In Cooper v. State, 109 Tex.Cr. 650, 7 S.W.2d 85 (1928), Judge Christian, who wrote the Court’s opinion, in discussing the above statute’s predecessor, which wording is identical to our present statute, said:

* * * * * ⅜

Information given by one of the jurors to others is new and other testimony within the meaning of the statute. Holland v. State, 107 Tex.Cr.R. 582, 298 S.W. 898, and authorities cited. Where, after retirement, the jury receive other evidence damaging to appellant, the presumption of injury will obtain. Holland v. State, supra; Brown v. State, 101 Tex.Cr.R. 639, 276 S.W. 929. The statement made by the juror as to appellant’s reputation was of such material character as to create the presumption that it resulted in injury to appellant.
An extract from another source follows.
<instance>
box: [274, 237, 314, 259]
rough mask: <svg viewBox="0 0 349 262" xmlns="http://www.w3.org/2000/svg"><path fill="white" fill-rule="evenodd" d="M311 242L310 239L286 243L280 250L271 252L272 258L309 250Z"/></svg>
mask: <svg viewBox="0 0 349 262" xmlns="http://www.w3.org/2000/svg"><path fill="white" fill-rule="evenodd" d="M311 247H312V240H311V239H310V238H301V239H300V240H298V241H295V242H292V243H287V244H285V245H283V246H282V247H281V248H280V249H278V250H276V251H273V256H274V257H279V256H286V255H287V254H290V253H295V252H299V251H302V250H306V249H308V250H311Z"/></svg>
Such statement was shown to be new and other testimony. It is true that matters of the character under consideration are largely within the discretion of the trial court, and that, when he hears evidence which is more or less conflicting as to what occurred, his judgment will not be disturbed on appeal in the absence of an abuse of the discretion which the law vests in him. Gutierrez v. State, 100 Tex.Cr.R. 364, 272 S.W. 780.